Some people, of course, are equally dismayed by this fact. It’s an ongoing local whinge that the tents are overflowing with tourists, hogging seats that should be available to locals. Ok, so who hasn’t thought the same when the doors of a tent have suddenly been closed in their face? Of course we all think we have more right than the next person to be in there. But there’s no doubt that the Oktoberfest has played a large part in establishing Munich’s reputation abroad, which in turn is important for the success of the city’s economy and for its quality of life. You don’t get world-class culture, after all, in a place no one’s heard of.

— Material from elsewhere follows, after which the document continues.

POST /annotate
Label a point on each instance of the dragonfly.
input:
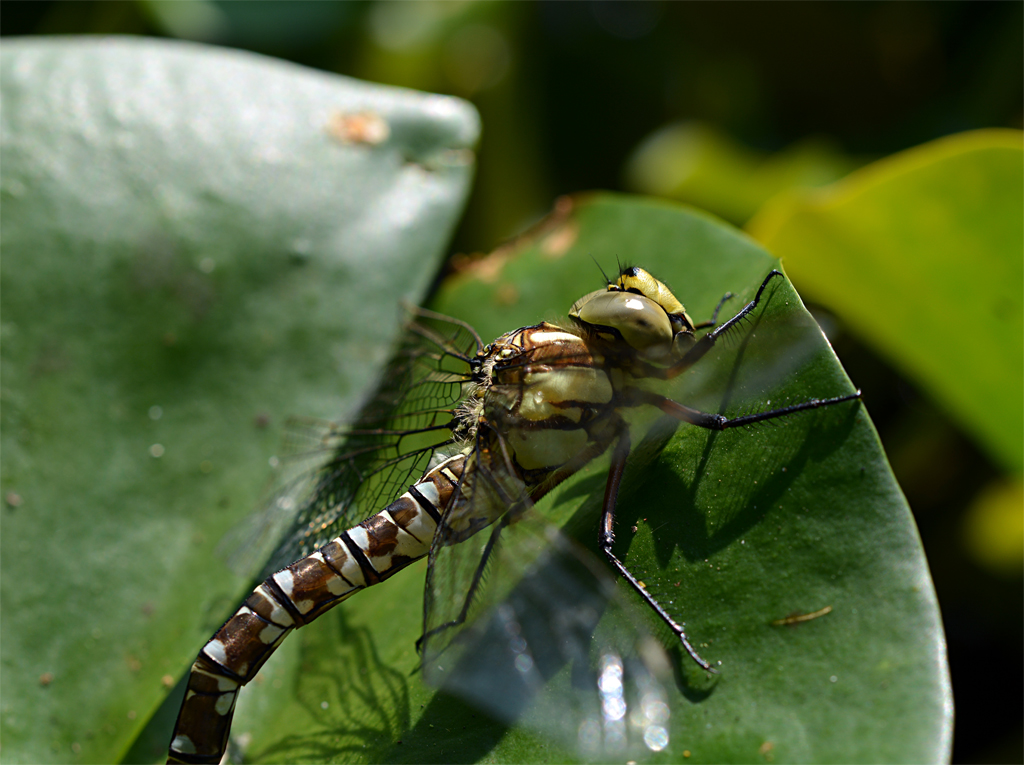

Yes, the same thing that makes the Oktoberfest great is also the cause of most of its troubles—the fact that it’s something for everyone, regardless of age, sex and nationality, something that can’t be said about many things on this earth.
From a Bavarian point of view, it may well have lost some of its traditional touches. But look at the bigger picture. Think about the Wies’n as an outsider, a foreigner. There’s no denying (and yes, this goes even for those who venture no further than the sweaty interior of the Hofbräuzelt) that the Oktoberfest is quintessentially Bavarian. From the obvious things, such as the food, the drink, the dress and the bands, to the more subtle aspects—the excellent organization, relative lack of trouble and dedication of all involved—it’s utterly unique and totally German. And yet, at the same time, the event is also extremely international and welcoming to people of all races. A fact of which Munich, Bavaria and the entire nation, should be proud. After all, there aren’t many countries in the world that can pull off such a feat. All together now… viva Bavaria!